Session Type: Poster Session (Monday)
Session Time: 9:00AM-11:00AM
Background/Purpose: Patients with systemic lupus erythematosus (SLE) are at an increased risk of developing osteoporosis and clinical fractures compared to healthy controls. Bone loss in SLE is multifactorial from the negative effects of systemic inflammation and use of glucocorticoids (GCs). The American College of Rheumatology recommends bone mineral density (BMD) testing within 6 months of starting chronic GC therapy for autoimmune conditions, including SLE. Prior studies have not investigated the frequency of BMD testing in the setting of chronic GC therapy and SLE using an electronic health record (EHR) cohort. Using a real-world, EHR cohort, we assessed the frequency of BMD testing in patients with SLE and GC therapy. We evaluated patient and provider factors impacting BMD testing.
Methods: We identified SLE cases from a de-identified EHR with over 2.9 million subjects with decades of follow-up using a previously validated and published algorithm. We chart reviewed to collect demographic, medication, and BMD data. We assessed for ever use of oral or intravenous GCs from inpatient and outpatient electronic prescribing systems, provider notes, and phone messages. Long term GC use was defined as ≥ 90 days of continuous use. Patients prescribed GCs for non-rheumatologic issues were excluded from review. The provider ordering BMD testing was recorded. Lowest T-scores were recorded from the femoral neck and lumbar spine. When multiple BMD tests were performed, the lowest T-score was recorded. Our primary outcome was frequency of BMD testing in SLE patients with long term GC therapy. We also evaluated for differences in SLE cases who had BMD testing vs. not using the Mann-Whitney U test for continuous variables and chi-square or Fisher’s exact test for categorical variables.
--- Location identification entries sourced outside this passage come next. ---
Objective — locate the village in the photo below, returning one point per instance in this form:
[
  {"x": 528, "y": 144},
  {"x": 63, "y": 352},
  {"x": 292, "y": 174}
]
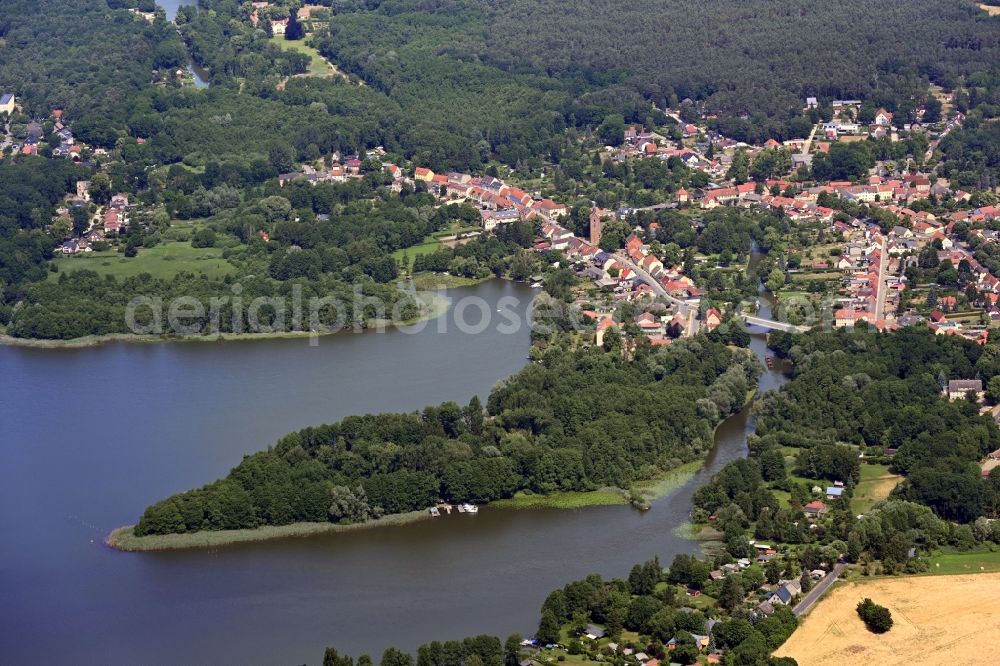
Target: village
[{"x": 872, "y": 271}]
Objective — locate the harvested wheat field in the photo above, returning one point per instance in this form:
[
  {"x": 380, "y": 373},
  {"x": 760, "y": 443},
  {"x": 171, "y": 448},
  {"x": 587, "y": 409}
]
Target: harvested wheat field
[{"x": 937, "y": 620}]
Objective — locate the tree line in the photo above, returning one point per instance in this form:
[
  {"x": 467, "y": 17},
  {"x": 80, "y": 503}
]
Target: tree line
[{"x": 577, "y": 421}]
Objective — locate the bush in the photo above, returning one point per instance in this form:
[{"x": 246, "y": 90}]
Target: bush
[{"x": 877, "y": 618}]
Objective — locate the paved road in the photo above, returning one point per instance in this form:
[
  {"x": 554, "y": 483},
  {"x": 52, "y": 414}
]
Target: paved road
[
  {"x": 808, "y": 143},
  {"x": 773, "y": 325},
  {"x": 684, "y": 308},
  {"x": 814, "y": 594},
  {"x": 650, "y": 280},
  {"x": 882, "y": 289},
  {"x": 952, "y": 124}
]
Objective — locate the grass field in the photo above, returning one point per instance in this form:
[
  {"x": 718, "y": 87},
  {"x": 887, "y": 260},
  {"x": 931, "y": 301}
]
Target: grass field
[
  {"x": 163, "y": 261},
  {"x": 436, "y": 281},
  {"x": 946, "y": 563},
  {"x": 875, "y": 485},
  {"x": 938, "y": 620},
  {"x": 318, "y": 65},
  {"x": 429, "y": 245}
]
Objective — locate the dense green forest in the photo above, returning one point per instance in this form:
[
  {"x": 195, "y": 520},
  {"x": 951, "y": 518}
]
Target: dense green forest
[
  {"x": 884, "y": 392},
  {"x": 863, "y": 392},
  {"x": 577, "y": 421},
  {"x": 972, "y": 152},
  {"x": 81, "y": 57}
]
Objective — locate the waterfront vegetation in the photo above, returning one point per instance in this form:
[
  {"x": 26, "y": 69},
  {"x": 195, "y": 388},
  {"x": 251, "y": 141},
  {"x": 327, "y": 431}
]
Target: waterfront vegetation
[
  {"x": 563, "y": 500},
  {"x": 546, "y": 429},
  {"x": 124, "y": 538}
]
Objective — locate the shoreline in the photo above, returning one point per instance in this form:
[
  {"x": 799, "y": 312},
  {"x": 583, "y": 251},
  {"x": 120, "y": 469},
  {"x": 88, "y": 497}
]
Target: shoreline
[
  {"x": 648, "y": 489},
  {"x": 436, "y": 306},
  {"x": 123, "y": 538}
]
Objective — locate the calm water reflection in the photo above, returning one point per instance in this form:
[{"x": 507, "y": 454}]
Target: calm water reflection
[{"x": 92, "y": 436}]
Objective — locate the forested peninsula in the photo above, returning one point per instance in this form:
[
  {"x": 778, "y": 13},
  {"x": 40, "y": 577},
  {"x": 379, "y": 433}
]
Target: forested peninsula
[{"x": 576, "y": 421}]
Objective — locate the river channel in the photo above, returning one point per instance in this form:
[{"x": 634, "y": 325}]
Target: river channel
[{"x": 91, "y": 436}]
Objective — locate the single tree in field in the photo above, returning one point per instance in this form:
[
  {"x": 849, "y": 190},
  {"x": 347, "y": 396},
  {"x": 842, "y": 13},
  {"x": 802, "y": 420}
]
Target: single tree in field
[{"x": 877, "y": 618}]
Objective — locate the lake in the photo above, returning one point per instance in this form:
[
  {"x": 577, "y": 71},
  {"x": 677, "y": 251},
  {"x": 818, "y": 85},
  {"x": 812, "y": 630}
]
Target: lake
[{"x": 92, "y": 436}]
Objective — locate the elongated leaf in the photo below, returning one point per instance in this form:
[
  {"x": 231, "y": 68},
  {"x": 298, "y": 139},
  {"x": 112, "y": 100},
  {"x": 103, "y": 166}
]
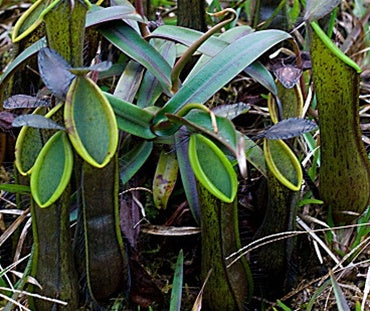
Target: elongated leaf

Results: We conducted chart review on 729 SLE cases. Of these cases, 539 had available medication duration data with 475 (88%) with long term GC use. SLE cases with long term GC use had a current mean age of 54 ± 17 years and were predominantly female (89%) with 72% Caucasian, 22% African American, 4% Hispanic and 2% Asian. The median age at first BMD testing was 51 years. BMD testing was ordered in 40% of cases with long term GC use. Rheumatologists accounted for ordering 75% of the BMD tests. The median time from start of GCs to first BMD testing was 2.5 years. The mean T-score of cases with long term GC use was -1.4 ± 0.9. There were no differences in sex between cases with or without BMD testing (Table 1). SLE cases with long term GC use and BMD testing were older compared to cases with long term GC use without BMD testing (60 ± 16 v. 50 ± 16, p < 0.001). Caucasians and Hispanics were more likely to have BMD testing than African Americans and Asians (p = 0.02).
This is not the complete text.